Le « politiquement correct » est propre à l’Europe de l’Ouest et à l’Amérique. Il concerne beaucoup moins les Polonais avec qui le dialogue est complètement autre. On ne peut pas compter sur un public habitué à entendre dans l’art quelque chose de politiquement correct. Le réel succès de ce spectacle a été pour moi de mixer le public, que des homosexuels soient venus au théâtre sans avoir peur de s’afficher, main dans la main. C’est devenu un événement social. Je ne m’y attendais pas. Avec PURIFIÉS, le choc avait été très fort – à cette différence près qu’on n’avait pas de background social car la pièce se situait dans une abstraction pure, c’était un cri absolu, sans confrontation avec la société. Tandis que là, on parle de religion, d’homosexualité, d’éléments enracinés dans la vie politique et sociale. Le théâtre a une force politique. L’an dernier, un spectacle a été créé sur les rapatriés polonais allemands issus des mouvements de population causés par les déplacements des frontières après la guerre. Ce genre de spectacle, qui mêle rapatriés et comédiens, réveille politiquement tout le théâtre. De la même façon que DIBBOUK a été un événement politique en suscitant un dialogue polonais-juif, ANGELS IN AMERICA apprivoise le public autour de l’homosexualité. Je pense à la fameuse scène où le gars appelle sa mère pour lui dire qu’il est homosexuel alors qu’il était incapable de le lui dire frontalement. Il s’agit de mormons dans la pièce, mais c’est probablement tous les jours que quelqu’un appelle ainsi depuis Varsovie au village catholique.
J’insiste sur l’aspect homosexuel dans la réception en Pologne pour faire ressortir l’importance du contexte dans lequel on reçoit une mise en scène. Ailleurs, avec un public différent, l’accent sera mis sur des thématiques plus universelles, la culpabilité ou le châtiment.

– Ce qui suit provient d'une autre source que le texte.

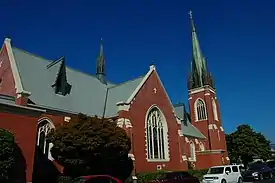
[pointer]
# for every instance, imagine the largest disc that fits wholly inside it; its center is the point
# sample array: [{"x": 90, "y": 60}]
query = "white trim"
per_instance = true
[
  {"x": 152, "y": 68},
  {"x": 121, "y": 106},
  {"x": 200, "y": 89},
  {"x": 51, "y": 126},
  {"x": 48, "y": 120},
  {"x": 196, "y": 111},
  {"x": 215, "y": 111},
  {"x": 210, "y": 127},
  {"x": 215, "y": 126},
  {"x": 14, "y": 69},
  {"x": 67, "y": 119},
  {"x": 201, "y": 146},
  {"x": 165, "y": 133}
]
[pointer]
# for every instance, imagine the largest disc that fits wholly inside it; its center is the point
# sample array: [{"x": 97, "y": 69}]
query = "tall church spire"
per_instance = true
[
  {"x": 100, "y": 65},
  {"x": 199, "y": 75}
]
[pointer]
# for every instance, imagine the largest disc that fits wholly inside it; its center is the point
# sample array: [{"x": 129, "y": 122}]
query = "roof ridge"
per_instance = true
[
  {"x": 51, "y": 61},
  {"x": 125, "y": 82},
  {"x": 179, "y": 104}
]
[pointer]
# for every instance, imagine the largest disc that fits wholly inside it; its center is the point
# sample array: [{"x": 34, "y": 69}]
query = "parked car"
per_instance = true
[
  {"x": 257, "y": 171},
  {"x": 96, "y": 179},
  {"x": 271, "y": 165},
  {"x": 176, "y": 177},
  {"x": 224, "y": 174}
]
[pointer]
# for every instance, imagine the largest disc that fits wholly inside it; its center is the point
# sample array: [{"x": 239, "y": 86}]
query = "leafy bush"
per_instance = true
[
  {"x": 7, "y": 160},
  {"x": 198, "y": 173},
  {"x": 147, "y": 177},
  {"x": 90, "y": 146}
]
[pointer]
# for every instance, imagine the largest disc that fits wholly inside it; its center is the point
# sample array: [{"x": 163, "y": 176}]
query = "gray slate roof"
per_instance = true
[
  {"x": 187, "y": 128},
  {"x": 87, "y": 94}
]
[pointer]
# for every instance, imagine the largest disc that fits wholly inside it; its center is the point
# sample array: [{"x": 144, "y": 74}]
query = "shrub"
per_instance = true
[{"x": 147, "y": 177}]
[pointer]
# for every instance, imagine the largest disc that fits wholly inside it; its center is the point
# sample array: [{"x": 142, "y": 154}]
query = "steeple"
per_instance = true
[
  {"x": 100, "y": 65},
  {"x": 199, "y": 75}
]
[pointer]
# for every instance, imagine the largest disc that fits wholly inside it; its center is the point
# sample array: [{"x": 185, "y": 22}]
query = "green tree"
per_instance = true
[
  {"x": 90, "y": 145},
  {"x": 245, "y": 143},
  {"x": 7, "y": 160}
]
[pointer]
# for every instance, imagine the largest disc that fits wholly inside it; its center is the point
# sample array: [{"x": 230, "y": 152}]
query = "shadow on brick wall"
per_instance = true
[{"x": 44, "y": 170}]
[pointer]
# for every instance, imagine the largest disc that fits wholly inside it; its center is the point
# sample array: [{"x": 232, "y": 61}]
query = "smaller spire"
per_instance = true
[
  {"x": 100, "y": 65},
  {"x": 192, "y": 21}
]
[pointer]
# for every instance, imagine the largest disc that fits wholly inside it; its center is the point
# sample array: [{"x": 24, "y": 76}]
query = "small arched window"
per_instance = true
[
  {"x": 215, "y": 112},
  {"x": 200, "y": 109},
  {"x": 156, "y": 135},
  {"x": 192, "y": 151},
  {"x": 43, "y": 129},
  {"x": 201, "y": 146}
]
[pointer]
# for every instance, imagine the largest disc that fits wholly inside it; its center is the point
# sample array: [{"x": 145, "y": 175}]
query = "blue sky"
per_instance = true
[{"x": 237, "y": 38}]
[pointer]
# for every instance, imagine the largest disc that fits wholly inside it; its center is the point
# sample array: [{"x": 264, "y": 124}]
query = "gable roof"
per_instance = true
[
  {"x": 87, "y": 94},
  {"x": 187, "y": 129}
]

J’ai traité ici le thème de l’homosexualité en développant ce que j’ai commencé dans d’autres pièces comme KROUM, où j’ai cherché ce qu’est la maladie qui nous effraie. Là, je n’ai pas voulu trop insister sur le sida car nous ne sommes plus dans la conjoncture des années 80. Je voulais aussi éviter cette vieille connotation d’une maladie spécifique aux homosexuels.

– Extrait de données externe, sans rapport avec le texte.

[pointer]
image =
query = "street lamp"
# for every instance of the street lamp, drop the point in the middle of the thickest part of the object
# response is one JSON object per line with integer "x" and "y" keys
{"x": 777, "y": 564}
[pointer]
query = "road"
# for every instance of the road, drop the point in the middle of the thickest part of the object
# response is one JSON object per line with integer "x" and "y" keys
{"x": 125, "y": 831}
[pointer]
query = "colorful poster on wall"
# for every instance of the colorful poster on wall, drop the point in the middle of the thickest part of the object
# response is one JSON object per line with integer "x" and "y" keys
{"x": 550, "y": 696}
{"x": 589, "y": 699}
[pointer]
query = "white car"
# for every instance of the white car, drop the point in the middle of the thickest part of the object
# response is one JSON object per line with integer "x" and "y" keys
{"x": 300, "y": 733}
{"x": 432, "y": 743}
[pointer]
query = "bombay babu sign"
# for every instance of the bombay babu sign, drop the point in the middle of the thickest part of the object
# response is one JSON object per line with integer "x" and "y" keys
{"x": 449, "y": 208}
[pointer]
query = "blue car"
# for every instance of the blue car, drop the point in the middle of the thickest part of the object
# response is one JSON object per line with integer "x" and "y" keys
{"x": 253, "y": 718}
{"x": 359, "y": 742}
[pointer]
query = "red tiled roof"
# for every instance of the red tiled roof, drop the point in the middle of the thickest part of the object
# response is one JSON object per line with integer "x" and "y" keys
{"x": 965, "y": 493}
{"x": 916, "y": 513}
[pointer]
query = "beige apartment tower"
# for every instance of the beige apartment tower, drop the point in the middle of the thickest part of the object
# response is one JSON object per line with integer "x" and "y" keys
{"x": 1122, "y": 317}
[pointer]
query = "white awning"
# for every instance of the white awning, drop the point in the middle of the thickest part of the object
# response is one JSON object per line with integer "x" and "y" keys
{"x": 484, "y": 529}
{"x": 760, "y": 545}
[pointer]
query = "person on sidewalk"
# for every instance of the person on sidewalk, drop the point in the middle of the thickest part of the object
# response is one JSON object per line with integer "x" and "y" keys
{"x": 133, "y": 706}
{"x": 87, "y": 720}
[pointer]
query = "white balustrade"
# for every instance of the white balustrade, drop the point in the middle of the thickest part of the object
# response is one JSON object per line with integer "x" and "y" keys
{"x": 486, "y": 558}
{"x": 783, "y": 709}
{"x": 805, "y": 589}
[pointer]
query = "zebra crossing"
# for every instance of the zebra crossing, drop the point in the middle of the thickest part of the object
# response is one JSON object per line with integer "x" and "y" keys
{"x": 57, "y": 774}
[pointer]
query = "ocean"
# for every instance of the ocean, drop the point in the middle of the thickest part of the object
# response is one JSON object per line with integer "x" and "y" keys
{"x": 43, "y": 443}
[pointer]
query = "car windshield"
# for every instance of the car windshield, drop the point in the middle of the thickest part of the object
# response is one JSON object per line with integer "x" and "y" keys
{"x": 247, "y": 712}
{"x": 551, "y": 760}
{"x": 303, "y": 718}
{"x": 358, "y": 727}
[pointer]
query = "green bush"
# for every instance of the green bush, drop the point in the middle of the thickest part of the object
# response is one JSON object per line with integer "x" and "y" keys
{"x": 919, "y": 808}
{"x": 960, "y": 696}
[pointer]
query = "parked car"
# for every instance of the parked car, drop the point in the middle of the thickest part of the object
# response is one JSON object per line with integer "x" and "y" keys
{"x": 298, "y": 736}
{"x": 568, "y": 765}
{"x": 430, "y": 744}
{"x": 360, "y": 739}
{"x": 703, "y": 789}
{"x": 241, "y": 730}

La réception ne sera pas la même en France qu’à Varsovie où il y a une attente autour de l’homosexualité dans son rapport au catholicisme. On est évidemment dans la couleur homosexuelle puisque je travaille à partir du message de Kushner mais, ce qui m’intéresse, c’est surtout l’évolution de la perception. L’homosexualité ouvre d’autres questions très générales, présentes dans mes spectacles précédents : la maladie, la religion, la culpabilité. En tant qu’homosexuel, est-ce que je suis coupable ? Coupable par rapport à ma mère pratiquante ? En tant qu’homme marié à une femme, suis-je coupable de lui avouer trop tard mon homosexualité ? Mon partenaire a le sida, suis-je coupable de le quitter alors qu’il est malade ? Ces questions se répondent, à partir des personnages qui sont liés.